When to Seek Professional Mental Health Support

There is no threshold of suffering that you need to reach before seeking help. But specific signs that professional support is warranted include: persistent low mood lasting more than two weeks; anxiety that significantly interferes with daily functioning; thoughts of self-harm or hopelessness; inability to engage with activities that previously brought pleasure; or PTSD-like symptoms following medical encounters.

In many countries, access to a psychologist or therapist with experience in chronic illness is available through primary care referral. It is worth being specific when requesting this: asking for a therapist with experience in chronic pain or chronic illness, rather than general mental health support, improves the quality of the match.

How to Talk to Your Doctor About Mental Health Alongside Endo

Many people with endometriosis feel that bringing up mental health in a gynaecology appointment risks reinforcing the narrative that their pain is “all in their head.” This is a legitimate concern, and it reflects the diagnostic gaslighting many patients have already experienced.

The framing matters. Rather than presenting mental health concerns as the primary issue, you can present them as a consequence of under-managed pain and diagnostic delay — which they are. Phrases like “the pain has significantly affected my mood and my ability to function socially — I would like a referral to a psychologist alongside better pain management” position mental health as a downstream consequence of inadequate care, not a replacement for physical treatment.

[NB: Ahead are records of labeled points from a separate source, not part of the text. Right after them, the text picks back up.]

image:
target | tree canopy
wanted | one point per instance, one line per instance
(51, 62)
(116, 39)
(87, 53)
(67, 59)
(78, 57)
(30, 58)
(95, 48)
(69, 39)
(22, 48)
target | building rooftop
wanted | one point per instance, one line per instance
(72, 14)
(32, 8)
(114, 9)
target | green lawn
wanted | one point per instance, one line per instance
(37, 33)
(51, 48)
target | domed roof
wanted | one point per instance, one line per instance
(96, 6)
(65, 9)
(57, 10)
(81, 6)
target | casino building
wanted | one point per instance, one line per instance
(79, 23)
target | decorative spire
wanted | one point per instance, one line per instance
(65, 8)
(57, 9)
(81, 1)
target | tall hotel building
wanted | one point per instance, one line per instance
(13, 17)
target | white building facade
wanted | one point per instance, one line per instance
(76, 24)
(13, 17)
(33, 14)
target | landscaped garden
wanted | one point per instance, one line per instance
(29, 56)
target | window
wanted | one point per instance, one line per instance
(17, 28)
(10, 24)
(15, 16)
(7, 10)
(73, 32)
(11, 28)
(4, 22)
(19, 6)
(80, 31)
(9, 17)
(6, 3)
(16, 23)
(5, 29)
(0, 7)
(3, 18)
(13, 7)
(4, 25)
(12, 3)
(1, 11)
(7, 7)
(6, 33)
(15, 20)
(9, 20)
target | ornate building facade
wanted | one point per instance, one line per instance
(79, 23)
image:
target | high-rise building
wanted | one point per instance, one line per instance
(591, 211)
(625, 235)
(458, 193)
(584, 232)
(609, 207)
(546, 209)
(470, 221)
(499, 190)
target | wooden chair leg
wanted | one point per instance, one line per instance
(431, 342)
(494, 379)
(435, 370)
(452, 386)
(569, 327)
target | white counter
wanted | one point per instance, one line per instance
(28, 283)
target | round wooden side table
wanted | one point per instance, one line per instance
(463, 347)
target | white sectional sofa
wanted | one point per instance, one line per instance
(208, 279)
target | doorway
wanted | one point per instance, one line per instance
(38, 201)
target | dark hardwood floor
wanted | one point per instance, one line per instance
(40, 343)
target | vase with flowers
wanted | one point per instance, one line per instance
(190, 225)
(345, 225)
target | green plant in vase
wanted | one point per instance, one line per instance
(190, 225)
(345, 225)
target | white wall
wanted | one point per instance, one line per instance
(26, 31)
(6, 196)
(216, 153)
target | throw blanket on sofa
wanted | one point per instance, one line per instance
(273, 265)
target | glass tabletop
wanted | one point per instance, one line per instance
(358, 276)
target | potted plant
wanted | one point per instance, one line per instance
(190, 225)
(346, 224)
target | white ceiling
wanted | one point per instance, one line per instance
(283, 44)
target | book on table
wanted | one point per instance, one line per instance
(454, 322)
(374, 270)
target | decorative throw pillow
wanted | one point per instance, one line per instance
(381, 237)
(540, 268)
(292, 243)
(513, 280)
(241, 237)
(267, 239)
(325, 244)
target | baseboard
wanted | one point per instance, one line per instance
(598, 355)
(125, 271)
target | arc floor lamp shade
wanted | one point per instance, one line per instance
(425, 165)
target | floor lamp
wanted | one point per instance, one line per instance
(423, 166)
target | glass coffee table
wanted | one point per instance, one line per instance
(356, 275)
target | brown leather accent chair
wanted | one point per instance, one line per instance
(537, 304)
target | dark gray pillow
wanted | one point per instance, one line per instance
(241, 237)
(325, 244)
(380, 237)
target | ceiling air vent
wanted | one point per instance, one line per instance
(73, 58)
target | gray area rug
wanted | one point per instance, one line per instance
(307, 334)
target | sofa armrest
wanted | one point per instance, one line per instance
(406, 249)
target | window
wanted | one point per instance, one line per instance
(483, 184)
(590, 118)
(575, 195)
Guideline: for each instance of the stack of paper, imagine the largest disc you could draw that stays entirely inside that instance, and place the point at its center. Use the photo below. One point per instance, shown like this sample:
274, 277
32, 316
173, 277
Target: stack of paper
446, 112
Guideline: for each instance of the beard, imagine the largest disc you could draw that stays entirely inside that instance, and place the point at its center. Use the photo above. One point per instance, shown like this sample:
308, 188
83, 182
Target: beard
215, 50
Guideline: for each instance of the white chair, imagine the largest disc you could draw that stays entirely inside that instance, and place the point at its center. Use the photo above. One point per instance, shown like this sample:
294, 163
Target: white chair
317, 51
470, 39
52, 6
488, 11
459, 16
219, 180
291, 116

It also helps to come to the appointment with documentation. An app like EndoTracking generates PDF reports that include both physical and emotional symptom data — giving your doctor a structured picture of how the condition is affecting you across multiple dimensions. See how the GP report feature works for more detail on what the report contains. This is harder to dismiss than a verbal account given under time pressure in a clinical setting.

See also: How to Prepare for Your Endo Appointment for a detailed guide to making the most of your clinical time.

The Bigger Picture

Endometriosis is a whole-body condition, and treating only the pelvic pain while ignoring the psychological burden means leaving patients partly untreated. The evidence is clear: depression and anxiety are not incidental companions to endometriosis — they are predictable consequences of the disease, its treatment timeline, and the healthcare environment in which it is managed.

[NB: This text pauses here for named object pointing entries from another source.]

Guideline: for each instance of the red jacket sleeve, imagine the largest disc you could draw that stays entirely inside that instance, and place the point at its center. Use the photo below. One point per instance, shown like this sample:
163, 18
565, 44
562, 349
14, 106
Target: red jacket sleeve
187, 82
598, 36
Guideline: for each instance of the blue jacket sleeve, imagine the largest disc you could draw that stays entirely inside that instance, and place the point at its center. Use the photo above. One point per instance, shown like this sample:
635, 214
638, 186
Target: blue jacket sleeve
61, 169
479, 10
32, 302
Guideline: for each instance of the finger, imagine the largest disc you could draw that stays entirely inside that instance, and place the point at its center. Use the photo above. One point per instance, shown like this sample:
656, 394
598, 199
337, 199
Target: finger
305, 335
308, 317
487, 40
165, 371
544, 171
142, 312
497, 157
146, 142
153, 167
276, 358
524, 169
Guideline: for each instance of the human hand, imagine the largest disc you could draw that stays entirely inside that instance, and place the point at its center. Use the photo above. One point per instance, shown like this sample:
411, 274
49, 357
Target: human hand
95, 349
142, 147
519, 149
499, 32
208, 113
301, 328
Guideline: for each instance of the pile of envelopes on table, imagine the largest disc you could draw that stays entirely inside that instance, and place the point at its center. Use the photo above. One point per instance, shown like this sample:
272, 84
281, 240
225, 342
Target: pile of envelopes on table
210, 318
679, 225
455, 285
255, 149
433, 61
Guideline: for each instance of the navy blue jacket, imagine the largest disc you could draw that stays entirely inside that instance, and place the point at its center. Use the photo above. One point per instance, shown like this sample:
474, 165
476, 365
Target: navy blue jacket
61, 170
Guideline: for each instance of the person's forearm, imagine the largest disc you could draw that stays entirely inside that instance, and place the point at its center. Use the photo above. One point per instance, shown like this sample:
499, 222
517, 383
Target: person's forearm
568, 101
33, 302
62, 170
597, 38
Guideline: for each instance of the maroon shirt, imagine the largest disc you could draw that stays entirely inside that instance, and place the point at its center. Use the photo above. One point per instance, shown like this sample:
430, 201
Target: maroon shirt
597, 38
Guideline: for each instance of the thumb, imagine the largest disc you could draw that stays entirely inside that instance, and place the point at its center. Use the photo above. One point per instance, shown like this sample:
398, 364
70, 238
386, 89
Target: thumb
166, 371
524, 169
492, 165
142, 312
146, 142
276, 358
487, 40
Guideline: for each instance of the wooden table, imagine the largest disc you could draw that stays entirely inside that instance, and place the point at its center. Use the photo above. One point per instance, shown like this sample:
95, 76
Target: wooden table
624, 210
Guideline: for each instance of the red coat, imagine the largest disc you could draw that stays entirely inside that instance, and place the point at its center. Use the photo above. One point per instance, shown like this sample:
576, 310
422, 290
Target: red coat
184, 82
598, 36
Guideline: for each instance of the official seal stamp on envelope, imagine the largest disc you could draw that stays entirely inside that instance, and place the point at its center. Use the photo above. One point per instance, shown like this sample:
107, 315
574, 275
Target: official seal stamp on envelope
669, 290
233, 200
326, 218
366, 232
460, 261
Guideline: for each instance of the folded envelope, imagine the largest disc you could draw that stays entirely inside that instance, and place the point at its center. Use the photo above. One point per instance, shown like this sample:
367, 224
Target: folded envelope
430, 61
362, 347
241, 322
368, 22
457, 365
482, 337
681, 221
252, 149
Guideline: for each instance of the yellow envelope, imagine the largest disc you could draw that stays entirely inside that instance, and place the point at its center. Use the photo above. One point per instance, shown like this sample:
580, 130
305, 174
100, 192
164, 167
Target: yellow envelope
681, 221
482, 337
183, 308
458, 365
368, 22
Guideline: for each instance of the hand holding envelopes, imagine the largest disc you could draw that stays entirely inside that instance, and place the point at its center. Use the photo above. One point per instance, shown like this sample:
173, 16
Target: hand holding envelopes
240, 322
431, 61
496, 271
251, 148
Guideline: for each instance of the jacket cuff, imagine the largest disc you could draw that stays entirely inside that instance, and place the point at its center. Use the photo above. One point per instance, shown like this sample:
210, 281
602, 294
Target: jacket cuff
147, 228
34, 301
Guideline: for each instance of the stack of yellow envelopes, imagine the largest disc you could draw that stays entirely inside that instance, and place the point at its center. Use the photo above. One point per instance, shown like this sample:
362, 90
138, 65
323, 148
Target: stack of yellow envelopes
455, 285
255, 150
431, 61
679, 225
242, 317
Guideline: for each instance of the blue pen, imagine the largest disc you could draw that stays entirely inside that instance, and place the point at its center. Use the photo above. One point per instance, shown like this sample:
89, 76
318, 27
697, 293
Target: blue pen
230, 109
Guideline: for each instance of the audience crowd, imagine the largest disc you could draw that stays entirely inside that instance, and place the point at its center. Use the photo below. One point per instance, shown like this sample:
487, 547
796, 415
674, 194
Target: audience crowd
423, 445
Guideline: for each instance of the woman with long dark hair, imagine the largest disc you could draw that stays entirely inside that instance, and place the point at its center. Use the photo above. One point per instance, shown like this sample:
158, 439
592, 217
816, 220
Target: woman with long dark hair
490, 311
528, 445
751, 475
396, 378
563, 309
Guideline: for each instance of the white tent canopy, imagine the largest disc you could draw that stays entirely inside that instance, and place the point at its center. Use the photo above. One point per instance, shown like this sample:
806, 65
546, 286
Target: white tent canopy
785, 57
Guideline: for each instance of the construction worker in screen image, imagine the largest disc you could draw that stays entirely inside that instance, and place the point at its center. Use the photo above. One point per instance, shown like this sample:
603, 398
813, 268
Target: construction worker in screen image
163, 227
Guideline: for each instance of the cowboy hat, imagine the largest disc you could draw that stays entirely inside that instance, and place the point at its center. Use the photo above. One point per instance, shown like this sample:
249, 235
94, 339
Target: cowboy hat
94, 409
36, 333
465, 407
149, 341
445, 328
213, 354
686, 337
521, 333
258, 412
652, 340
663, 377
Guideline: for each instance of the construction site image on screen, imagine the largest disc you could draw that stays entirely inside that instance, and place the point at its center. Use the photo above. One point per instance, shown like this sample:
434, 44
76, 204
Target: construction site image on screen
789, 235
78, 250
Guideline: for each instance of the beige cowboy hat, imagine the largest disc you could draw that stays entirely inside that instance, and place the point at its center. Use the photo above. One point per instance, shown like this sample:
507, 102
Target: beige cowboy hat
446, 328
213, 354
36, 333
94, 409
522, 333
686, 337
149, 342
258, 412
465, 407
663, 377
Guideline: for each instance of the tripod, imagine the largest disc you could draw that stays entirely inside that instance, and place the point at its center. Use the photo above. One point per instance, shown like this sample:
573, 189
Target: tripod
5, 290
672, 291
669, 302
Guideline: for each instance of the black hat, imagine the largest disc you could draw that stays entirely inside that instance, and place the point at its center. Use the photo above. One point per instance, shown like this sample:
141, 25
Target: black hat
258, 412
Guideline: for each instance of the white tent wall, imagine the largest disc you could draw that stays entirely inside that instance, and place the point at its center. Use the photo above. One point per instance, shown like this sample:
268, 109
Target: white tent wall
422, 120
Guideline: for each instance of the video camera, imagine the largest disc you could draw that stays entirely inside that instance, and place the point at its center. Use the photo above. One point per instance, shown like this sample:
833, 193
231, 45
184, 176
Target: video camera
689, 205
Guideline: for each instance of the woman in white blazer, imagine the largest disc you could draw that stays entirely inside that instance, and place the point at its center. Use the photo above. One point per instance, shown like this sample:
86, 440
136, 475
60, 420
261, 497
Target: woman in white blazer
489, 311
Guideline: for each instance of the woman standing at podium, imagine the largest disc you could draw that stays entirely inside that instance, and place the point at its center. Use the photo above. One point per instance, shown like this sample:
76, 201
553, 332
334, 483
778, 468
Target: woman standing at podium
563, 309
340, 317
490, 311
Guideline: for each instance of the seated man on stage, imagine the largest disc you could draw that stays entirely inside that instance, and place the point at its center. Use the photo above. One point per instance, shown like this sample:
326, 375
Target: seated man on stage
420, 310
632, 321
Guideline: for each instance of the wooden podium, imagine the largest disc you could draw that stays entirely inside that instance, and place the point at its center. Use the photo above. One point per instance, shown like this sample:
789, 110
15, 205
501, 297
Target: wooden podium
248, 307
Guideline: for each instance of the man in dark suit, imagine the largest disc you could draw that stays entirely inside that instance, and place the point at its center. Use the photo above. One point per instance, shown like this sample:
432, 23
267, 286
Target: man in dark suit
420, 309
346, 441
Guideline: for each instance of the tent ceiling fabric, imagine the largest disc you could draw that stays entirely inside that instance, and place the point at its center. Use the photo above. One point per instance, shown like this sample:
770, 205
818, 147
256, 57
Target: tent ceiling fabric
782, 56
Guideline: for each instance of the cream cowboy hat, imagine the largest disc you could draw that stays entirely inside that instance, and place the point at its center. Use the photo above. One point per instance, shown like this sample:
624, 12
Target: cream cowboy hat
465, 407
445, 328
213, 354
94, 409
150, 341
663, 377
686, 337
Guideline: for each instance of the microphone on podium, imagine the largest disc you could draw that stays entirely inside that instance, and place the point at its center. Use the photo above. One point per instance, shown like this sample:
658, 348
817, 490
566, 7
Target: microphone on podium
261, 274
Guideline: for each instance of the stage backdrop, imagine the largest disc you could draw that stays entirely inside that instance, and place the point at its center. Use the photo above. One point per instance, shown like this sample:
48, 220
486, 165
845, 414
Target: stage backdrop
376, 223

This means that mental health support is not a luxury add-on to endometriosis care. It is part of comprehensive management. Pain management, mental health support, peer connection, and systematic symptom tracking work together — each one reducing the overall burden of living with a condition that demands so much.

You deserve care for all of it.


EndoTracking is a personal health tracking app and does not provide medical or mental health advice. For mental health concerns related to your endometriosis, consult a qualified healthcare provider.